L es films (et les livres) sur l’école sont rarement des réussites. Que les auteurEs soient professionnelLEs de l’éducation ou non, chacunE y va généralement de sa petite démonstration (ou dénonciation), sans réussir à éviter la caricature (par rancoeur ou par angélisme), la nostalgie déplacée (après tout, on est touTEs d’ancienNEs élèves), un discours convenu et mille fois ressassé où s’opposent systématiquement monde des profs et monde des élèves (les parents étant généralement absents). Si l’oeuvre est une fiction, on a le choix entre la description de situations extrêmes (rarissimes dans la réalité) et les comédies de potache ; quant aux documentaires, ils pêchent le plus souvent par une méconnaissance totale du monde éducatif et/ou l’expression criante de préjugés amenant à une reconstruction de la réalité (cf. Être et avoir). Alors quoi ? Le film de Laurent Cantet sort-il du lot ?

Tout d’abord, le réalisateur est parvenu à une alchimie quasi-parfaite entre le film de fiction et le documentaire, mettant ainsi à son service le pouvoir évocateur de l’un et de l’autre. Au documentaire, il emprunte non seulement le réalisme formel (image DV, caméra à l’épaule, acteurs non professionnels) mais aussi une démarche de contact direct avec la matière du film : c’est grâce à la mise en place d’ateliers ouverts à des élèves de 4e et de 3e dans un collège parisien du XXe arrondissement que Cantet a trouvé ses acteurs et actrices, et la classe du film est issue de la cinquantaine d’élèves qui ont fréquenté ces ateliers, et non d’un casting traditionnel qui aurait fait la part belle aux inévitables caricatures. Ce contact direct et prolongé, ce travail mené en commun ont enrichi le scénario, ont créé des situations nouvelles (le réalisateur a laissé les élèves improviser sur des propositions de situation), de nouveaux personnages... Personnages, oui : car c’est bien d’une oeuvre de fiction qu’il s’agit. Nul doute que les spectateurs et spectatrices non averties se diront : « Facile, les élèves jouent leur propres rôles, et la caméra est juste là pour saisir ce qu’ils font. » Et c’est vrai que l’apparent naturel avec lequel les jeunes actrices et acteurs se posent devant la caméra laissent penser qu’ils/elles se contentent d’être eux-mêmes. Or il n’en est rien : l’un des personnages principaux, Souleymane, un « dur », est interprété par un garçon « très posé et très doux », dixit Cantet.

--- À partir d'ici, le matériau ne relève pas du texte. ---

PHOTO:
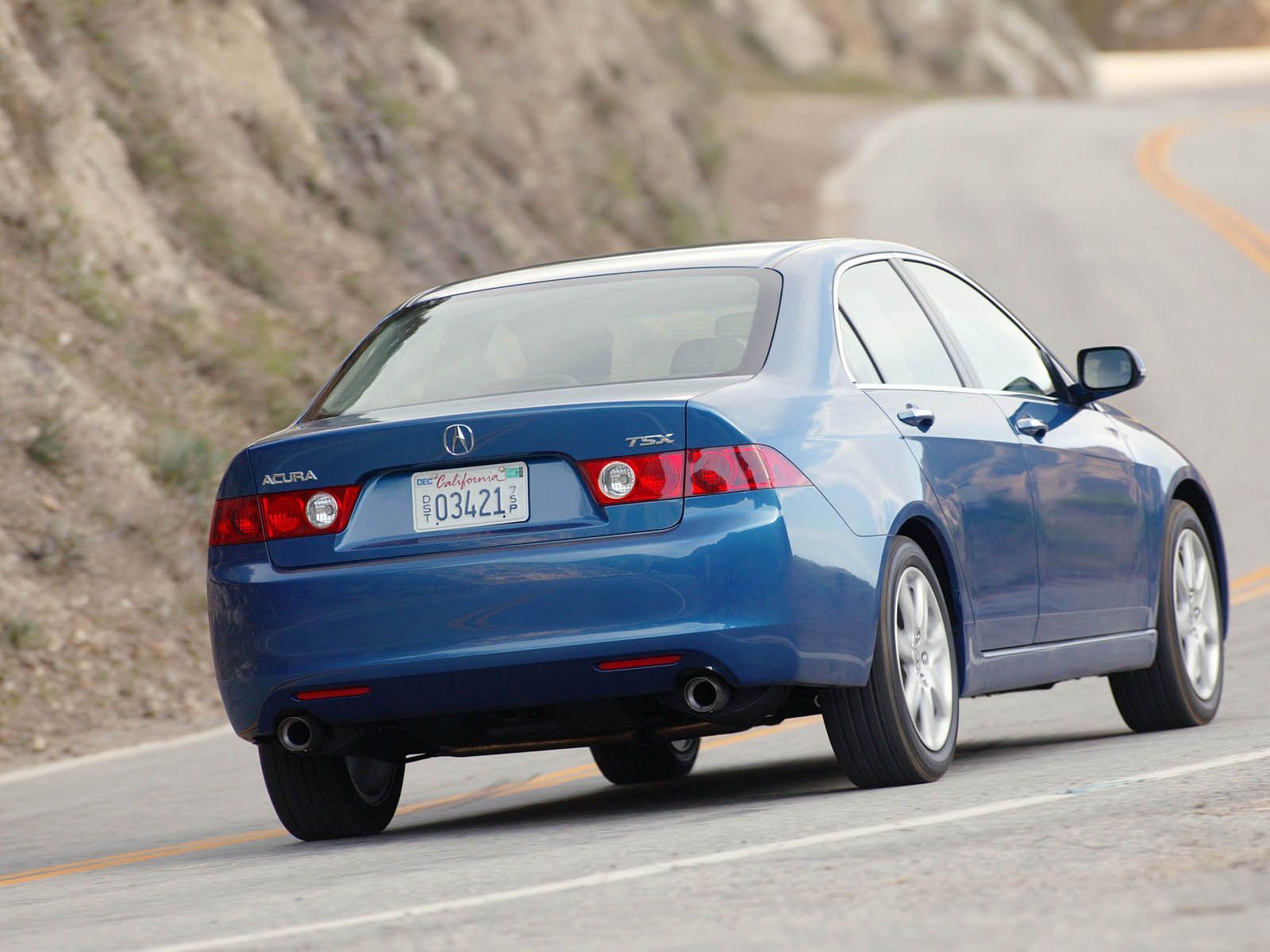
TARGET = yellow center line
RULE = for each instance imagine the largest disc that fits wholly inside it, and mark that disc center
(1241, 597)
(545, 781)
(1155, 165)
(1244, 582)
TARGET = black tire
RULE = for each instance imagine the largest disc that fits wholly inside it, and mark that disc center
(1162, 697)
(317, 797)
(872, 730)
(647, 763)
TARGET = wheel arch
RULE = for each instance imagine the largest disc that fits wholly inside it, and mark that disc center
(1197, 497)
(933, 541)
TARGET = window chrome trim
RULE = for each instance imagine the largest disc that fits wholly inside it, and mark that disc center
(891, 257)
(1016, 393)
(844, 267)
(945, 267)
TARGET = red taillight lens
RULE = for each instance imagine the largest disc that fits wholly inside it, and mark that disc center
(637, 479)
(738, 469)
(235, 520)
(290, 514)
(709, 471)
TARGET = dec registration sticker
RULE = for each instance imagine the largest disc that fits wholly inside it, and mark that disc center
(475, 495)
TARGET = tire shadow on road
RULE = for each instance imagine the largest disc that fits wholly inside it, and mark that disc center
(979, 750)
(727, 786)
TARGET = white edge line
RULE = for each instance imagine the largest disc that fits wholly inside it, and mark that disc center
(639, 873)
(32, 774)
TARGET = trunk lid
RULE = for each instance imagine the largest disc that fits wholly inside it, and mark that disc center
(550, 432)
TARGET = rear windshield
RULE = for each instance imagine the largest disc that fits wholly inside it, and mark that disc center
(613, 329)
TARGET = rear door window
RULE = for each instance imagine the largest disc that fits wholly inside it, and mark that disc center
(575, 333)
(893, 329)
(1003, 355)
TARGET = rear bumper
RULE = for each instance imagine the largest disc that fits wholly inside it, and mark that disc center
(766, 588)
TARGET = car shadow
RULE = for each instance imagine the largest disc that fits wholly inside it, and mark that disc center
(986, 749)
(737, 786)
(742, 787)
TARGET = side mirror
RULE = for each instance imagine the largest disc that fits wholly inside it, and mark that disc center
(1105, 371)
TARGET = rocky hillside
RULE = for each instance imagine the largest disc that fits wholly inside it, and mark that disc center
(1174, 25)
(203, 203)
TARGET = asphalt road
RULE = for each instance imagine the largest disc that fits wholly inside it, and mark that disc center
(1054, 827)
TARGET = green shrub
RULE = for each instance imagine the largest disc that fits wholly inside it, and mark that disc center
(182, 460)
(21, 634)
(48, 447)
(241, 260)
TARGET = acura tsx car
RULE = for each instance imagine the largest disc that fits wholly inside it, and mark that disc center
(625, 503)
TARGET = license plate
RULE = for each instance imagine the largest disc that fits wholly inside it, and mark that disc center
(471, 497)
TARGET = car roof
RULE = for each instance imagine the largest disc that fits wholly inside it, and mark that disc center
(738, 254)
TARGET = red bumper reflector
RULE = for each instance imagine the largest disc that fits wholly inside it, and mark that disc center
(330, 692)
(626, 663)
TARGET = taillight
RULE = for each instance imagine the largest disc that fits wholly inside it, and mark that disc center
(738, 469)
(311, 512)
(637, 479)
(308, 512)
(235, 520)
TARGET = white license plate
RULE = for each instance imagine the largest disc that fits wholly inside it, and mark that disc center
(471, 497)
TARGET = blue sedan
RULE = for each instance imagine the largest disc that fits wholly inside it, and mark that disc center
(625, 503)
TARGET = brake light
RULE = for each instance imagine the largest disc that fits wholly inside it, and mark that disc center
(311, 512)
(308, 512)
(738, 469)
(237, 520)
(637, 479)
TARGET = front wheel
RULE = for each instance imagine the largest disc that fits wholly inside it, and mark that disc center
(330, 797)
(1183, 687)
(647, 763)
(901, 727)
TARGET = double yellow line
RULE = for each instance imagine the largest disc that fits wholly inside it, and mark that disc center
(1155, 165)
(571, 774)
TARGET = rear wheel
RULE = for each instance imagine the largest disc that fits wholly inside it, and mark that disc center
(647, 763)
(1183, 687)
(330, 797)
(901, 727)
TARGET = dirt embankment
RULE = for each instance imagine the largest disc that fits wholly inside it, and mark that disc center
(203, 205)
(1174, 25)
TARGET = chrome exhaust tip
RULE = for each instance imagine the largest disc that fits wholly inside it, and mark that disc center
(705, 693)
(296, 734)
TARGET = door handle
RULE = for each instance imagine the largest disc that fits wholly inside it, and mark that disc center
(1032, 427)
(916, 416)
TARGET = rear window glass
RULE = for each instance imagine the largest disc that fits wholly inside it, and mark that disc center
(614, 329)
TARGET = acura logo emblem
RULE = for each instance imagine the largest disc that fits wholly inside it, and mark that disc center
(459, 440)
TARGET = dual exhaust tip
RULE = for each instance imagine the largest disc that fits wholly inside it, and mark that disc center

De la même façon, le film suit une trame narrative qui, si elle est subtile et prend son temps pour s’imposer, est de plus en plus présente au fur et à mesure que le film avance (contrairement au livre de François Bégaudeau), entraîne le spectateur et la spectatrice qui se retrouvent pris par une histoire à la fois simple et poignante, réduisant peu à peu la distance documentaire avec les personnages, et les invitant à assister à des scènes « interdites » dans la réalité (le conseil de classe, le conseil de discipline...), qui forment la face cachée du système éducatif.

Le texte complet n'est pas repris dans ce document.